Judge Denies Bid To Drop Charges In Judicial Bribery Case - WLOX.com - The News for South Mississippi

06/10/04

Judge Denies Bid To Drop Charges In Judicial Bribery Case

The federal judicial bribery case involving a Mississippi Supreme Court justice, his ex-wife and a prominent Gulf Coast lawyer will continue to trial, a judge ruled Thursday.

U.S. District Judge Henry T. Wingate said attorneys who wanted the charges dismissed were trying to argue their case. He said the arguments should occur at trial, not during a motions hearing.

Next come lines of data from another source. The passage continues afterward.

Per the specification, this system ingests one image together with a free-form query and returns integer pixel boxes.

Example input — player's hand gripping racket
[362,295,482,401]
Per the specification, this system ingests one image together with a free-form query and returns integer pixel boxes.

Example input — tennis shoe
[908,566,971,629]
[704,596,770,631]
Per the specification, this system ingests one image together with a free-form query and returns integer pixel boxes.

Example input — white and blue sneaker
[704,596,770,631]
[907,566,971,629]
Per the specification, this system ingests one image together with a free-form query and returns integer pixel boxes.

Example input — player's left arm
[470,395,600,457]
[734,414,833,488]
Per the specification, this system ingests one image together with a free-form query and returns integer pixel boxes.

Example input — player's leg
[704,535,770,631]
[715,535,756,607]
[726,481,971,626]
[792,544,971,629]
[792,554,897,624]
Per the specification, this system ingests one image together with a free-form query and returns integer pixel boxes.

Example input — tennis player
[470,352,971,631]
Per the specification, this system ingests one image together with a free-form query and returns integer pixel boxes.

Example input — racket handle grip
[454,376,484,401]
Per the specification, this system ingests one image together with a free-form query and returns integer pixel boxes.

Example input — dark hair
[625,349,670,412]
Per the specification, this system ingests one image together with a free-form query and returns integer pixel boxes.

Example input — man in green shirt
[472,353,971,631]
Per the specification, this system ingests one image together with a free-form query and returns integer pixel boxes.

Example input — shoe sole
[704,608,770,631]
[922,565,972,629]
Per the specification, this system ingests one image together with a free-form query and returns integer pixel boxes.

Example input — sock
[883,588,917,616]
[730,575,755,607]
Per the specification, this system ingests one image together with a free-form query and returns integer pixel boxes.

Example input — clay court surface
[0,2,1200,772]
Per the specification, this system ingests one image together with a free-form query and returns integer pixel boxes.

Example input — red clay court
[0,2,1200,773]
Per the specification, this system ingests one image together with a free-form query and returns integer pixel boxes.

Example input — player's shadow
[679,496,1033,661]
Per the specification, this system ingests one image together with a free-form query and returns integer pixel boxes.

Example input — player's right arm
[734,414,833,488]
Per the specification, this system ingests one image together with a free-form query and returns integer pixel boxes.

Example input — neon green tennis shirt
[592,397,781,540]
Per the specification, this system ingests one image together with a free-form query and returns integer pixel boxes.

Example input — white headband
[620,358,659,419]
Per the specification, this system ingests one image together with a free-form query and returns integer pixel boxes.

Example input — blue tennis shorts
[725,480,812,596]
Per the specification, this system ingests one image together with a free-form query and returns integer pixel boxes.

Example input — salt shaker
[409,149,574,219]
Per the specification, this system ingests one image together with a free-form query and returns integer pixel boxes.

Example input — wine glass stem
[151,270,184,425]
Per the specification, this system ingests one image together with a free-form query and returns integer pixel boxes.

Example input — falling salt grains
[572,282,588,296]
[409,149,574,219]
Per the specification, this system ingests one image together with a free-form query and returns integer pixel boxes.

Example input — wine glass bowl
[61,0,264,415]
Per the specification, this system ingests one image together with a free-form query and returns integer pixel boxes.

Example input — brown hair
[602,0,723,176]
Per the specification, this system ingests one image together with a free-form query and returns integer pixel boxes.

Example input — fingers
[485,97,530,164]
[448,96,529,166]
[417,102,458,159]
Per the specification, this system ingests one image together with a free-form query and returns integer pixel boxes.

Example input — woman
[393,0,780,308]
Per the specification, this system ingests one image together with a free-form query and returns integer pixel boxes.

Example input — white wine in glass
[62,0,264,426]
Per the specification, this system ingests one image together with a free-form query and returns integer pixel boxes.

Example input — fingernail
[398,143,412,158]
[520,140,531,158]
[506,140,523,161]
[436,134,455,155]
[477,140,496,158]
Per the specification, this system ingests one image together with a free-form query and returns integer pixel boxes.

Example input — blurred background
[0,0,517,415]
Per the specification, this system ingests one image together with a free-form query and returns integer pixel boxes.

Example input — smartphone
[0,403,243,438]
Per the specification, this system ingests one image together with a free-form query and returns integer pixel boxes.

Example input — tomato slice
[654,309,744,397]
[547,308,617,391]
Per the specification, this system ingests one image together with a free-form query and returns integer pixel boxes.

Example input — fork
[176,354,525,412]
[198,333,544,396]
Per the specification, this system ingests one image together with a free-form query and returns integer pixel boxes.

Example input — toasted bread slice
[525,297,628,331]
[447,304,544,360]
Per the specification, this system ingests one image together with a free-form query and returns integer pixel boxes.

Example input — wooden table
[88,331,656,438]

Wingate also heard several lesser motions in the case that has rocked the state's judicial system. Attorney Paul Minor and Justice Oliver Diaz Jr., along with Diaz' ex-wife Jennifer and former judges Wes Teel and John Whitfield, are accused of participating in a scheme in which Minor allegedly provided cash, loans and gifts to the judges in exchange for favorable decisions.

The five originally were indicted last summer. A new indictment was filed by federal prosecutors in February that charged Diaz and Minor with extortion, besides the fraud and bribery allegations. The five, who have pleaded innocent, face an Aug. 16 trial.

The new indictment added charges that Minor tried to extort money for Diaz from two attorneys whose case was before the Supreme Court.

In its response to the motions, the government said the new indictment follows the language in the statutes.

Defense attorneys have argued that the government has not supported its allegations that Diaz knew anything about Minor's activities or that Jennifer Diaz had anything to do with the cases before the Mississippi Supreme Court.

Minor allegedly told the attorneys that Diaz had swung the Supreme Court's vote in favor of their client, and then asked for $20,000 for Diaz while the court considered a motion to rehear the case, according to the indictment.

The indictment also expanded the dates of Minor's alleged involvement with Diaz to 1994, when Diaz was on the Court of Appeals.

Attorneys for the Diazes and Minor also have argued the government has failed to provide support for its allegations that the three did anything wrong or violated any federal law.